I was getting the same problem with the quotes in my new font, until the 4 pairs of glyph cell positions was explained to me. I thought it had something to do with the 'replace straight quotes with 'smart quotes' setting in MS Word, but I was way off.
My new font has very different left and right single and double quotes:
and I didn't know about the eight glyph positions until fairly recently. There are probably a few people here, who didn't know that, either.
That must be Fred, wearing the funny hat. I recognize Rodolphe. It looks like he's gained a few pounds, but he's carrying them well.
LynetteBonner, you can't go wrong, listening to claudeserieux and toto@k22. Most of what I know about making fonts was either learned from them, or learned on my own, through trial and error.
If you're just starting out, and haven't developed bad habits yet, I'd suggest you try spending a lesser amount of the design time in creating the source graphic you want to import, and more time editing the vector version of that image, in the font editor. With typography, the final state of your vector images is all that matters. You can import a ready made vector, you can import a finished image to convert it to vector, you can draw the glyph entirely within the font editor, or you can 'sculpt' the glyph from a rough shape.
You might want to do a glyph or two by each method in your next font, and see which procedure best suits your creativity.

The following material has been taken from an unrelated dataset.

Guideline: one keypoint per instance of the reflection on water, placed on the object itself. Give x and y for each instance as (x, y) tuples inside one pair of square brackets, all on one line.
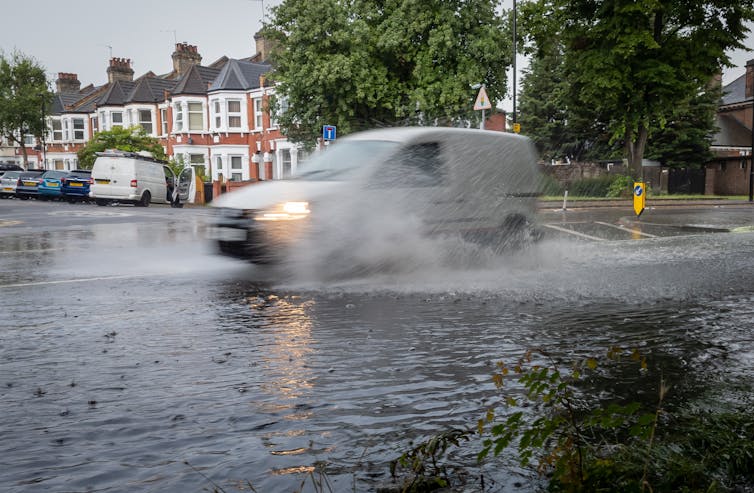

I used to spend all of my design time making detailed monochrome clip art, to import into a font editor, to attempt to retain as much as possible or the details, when converted to vector format.
Later I've just drawn a rough shape in my font editor, eliminated the unneeded nodes defining the contour outline, and manipulated the remaining nodes like modelling clay. I get my best results that way, where each glyph has as few nodes as possible, but great care is taken, in where the're placed. I'll send you a private message, with some image links related to what I've described above, concerning sculpted glyphs.